The COR could pass legislation or a nonbinding resolution instructing the government to “toughen” the terms under which U.S. advisors operate. Charged language aside, such a bill could simply tell the government to do what it is already doing (i.e., ensuring U.S. forces respect Baghdad’s sovereignty and operate in full coordination with Iraqi forces). More problematically, it could require the government to enter into formal arrangements securing the same conditions, going beyond the 2014 exchange of letters by which Baghdad asked for U.S. troops to return and fight the Islamic State. That development would spring-load the trap of a required two-thirds COR vote to approve a Status of Forces Agreement.

Former prime minister Nouri al-Maliki tried to avoid this same peril in 2011 by seeking a pre-vote among Iraq’s major political chieftains, yet the highly sensitive sovereignty issue of judicial immunity for U.S. troops killed the draft agreement. The Trump administration is prudently not pursuing such a course at the moment, but Baghdad must still take the lead in heading off other threats—namely, by confirming that U.S. forces operate in Iraq only through the sovereign government, and by deflecting calls to negotiate a more formal arrangement, which could interrupt U.S. capacity-building of Iraqi forces in the face of a resurgent Islamic State. The challenge is convincing U.S. leaders to ignore provocative anti-American language in the COR and letting Baghdad lead so as to avoid adding fuel to the populist fire.

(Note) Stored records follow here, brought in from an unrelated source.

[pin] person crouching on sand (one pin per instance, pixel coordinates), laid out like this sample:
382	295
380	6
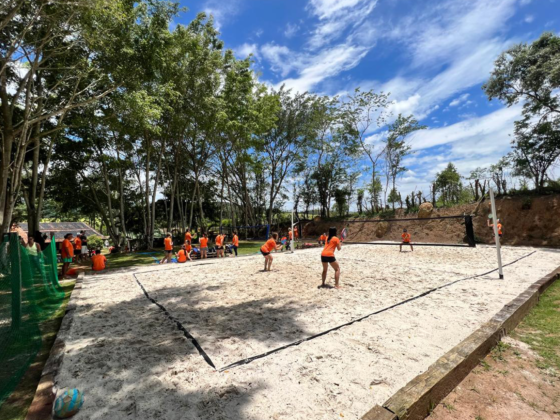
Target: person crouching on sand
267	248
327	257
405	240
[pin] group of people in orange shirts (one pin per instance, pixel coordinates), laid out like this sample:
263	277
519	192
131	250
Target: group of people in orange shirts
185	253
68	251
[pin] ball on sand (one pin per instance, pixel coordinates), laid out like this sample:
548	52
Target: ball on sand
68	403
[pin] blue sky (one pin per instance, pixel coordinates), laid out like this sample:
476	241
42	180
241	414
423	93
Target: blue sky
432	56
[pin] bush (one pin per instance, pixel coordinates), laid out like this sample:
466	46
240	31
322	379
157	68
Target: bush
95	242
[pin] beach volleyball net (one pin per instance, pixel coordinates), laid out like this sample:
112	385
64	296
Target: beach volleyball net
29	295
456	231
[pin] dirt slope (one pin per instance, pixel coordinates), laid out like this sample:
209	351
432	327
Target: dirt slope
529	221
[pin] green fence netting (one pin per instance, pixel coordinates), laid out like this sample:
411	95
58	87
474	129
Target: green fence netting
29	295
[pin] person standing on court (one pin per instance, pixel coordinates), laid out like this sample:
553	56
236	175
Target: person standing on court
67	254
168	249
235	242
267	248
327	257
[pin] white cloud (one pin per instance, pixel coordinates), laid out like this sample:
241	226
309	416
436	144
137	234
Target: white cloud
244	50
291	30
221	11
459	100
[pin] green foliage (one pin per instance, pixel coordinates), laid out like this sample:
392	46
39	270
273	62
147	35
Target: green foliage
95	242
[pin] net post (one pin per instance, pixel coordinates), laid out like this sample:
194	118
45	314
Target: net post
496	236
15	257
470	231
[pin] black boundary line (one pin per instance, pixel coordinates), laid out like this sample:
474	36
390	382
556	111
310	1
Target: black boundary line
296	343
178	323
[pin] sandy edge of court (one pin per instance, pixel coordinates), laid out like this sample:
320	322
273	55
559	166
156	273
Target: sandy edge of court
132	364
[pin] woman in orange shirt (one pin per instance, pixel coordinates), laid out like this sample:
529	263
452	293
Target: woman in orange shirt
235	242
327	257
267	248
182	255
204	246
168	242
219	245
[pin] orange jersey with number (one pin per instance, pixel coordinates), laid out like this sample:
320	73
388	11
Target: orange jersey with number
182	256
98	261
66	249
269	246
330	247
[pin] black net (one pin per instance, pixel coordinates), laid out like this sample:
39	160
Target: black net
29	294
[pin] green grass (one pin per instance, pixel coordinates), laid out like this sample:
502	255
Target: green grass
17	404
541	328
133	259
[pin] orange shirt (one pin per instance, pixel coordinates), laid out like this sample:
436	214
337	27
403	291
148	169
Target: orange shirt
66	249
499	228
269	245
330	247
182	256
99	262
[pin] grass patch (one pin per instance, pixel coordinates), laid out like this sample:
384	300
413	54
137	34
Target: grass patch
133	259
17	404
541	328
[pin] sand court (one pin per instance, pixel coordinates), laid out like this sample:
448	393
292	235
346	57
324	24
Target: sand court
132	361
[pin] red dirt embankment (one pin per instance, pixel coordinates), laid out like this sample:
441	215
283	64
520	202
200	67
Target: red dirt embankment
527	220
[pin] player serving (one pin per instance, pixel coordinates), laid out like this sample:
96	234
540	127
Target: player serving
267	248
327	257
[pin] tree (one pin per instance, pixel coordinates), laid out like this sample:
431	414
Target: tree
396	148
448	184
535	149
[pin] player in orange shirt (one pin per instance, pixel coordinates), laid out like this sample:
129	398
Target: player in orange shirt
99	262
204	246
327	257
66	253
78	248
220	245
405	240
183	255
500	232
168	244
267	248
235	242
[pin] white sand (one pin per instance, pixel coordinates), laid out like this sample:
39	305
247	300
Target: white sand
132	362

Scenario Three: A bill passes directing the expulsion of U.S. forces
Prospects: Unlikely for now, but almost certain to resurface
Impact: Calamitous if Washington overreacts
Response: The prime minister informs the COR that the government is not in a position to enact the law on national security grounds; President Trump’s advisors urge him to refrain from unhelpful retaliation

This worst-case scenario is more likely to emerge from U.S. pressure on Iran than internal Iraqi dynamics—though it could also materialize if Washington commits another diplomatic misstep that further whips up the COR. To be sure, this outcome would not tie the prime minister’s hands, since the government could challenge the new law’s constitutionality in court or urge the security establishment to legitimately contend that it cannot implement the law. Yet scenario three would still threaten U.S.-Iraqi interests by sending an inflammatory political signal to Washington, with the bill’s raucous passage almost certainly spurring President Trump to issue a decision-by-Twitter—perhaps including the immediate withdrawal of U.S. troops and assistance, much as he did with Syria.


Each of these scenarios would test the agility of U.S. and Iraqi leaders vested in an enduring security partnership, and successfully navigating them is crucial for both countries’ national security interests. In addition to building Iraq’s capacity to curb the Islamic State’s resurgence, the U.S. defense relationship anchors a wide array of international actors to the larger effort of reintegrating the country into the regional community. Breaking Iraq out of its isolation and helping it regain stability through deepened economic and political relations with Jordan, Egypt, and the Gulf would give Baghdad the means to regain full sovereignty over its affairs and resist Iranian interference. While many of the Iraqi characters in the 2011 political drama that ended the U.S. military presence remain in place, Washington has a wholly different cast of policymakers set to repeat—or, hopefully, avoid—that mistake.

Barbara A. Leaf is a senior fellow at The Washington Institute. Bilal Wahab is the Institute’s Nathan and Esther K. Wagner Fellow.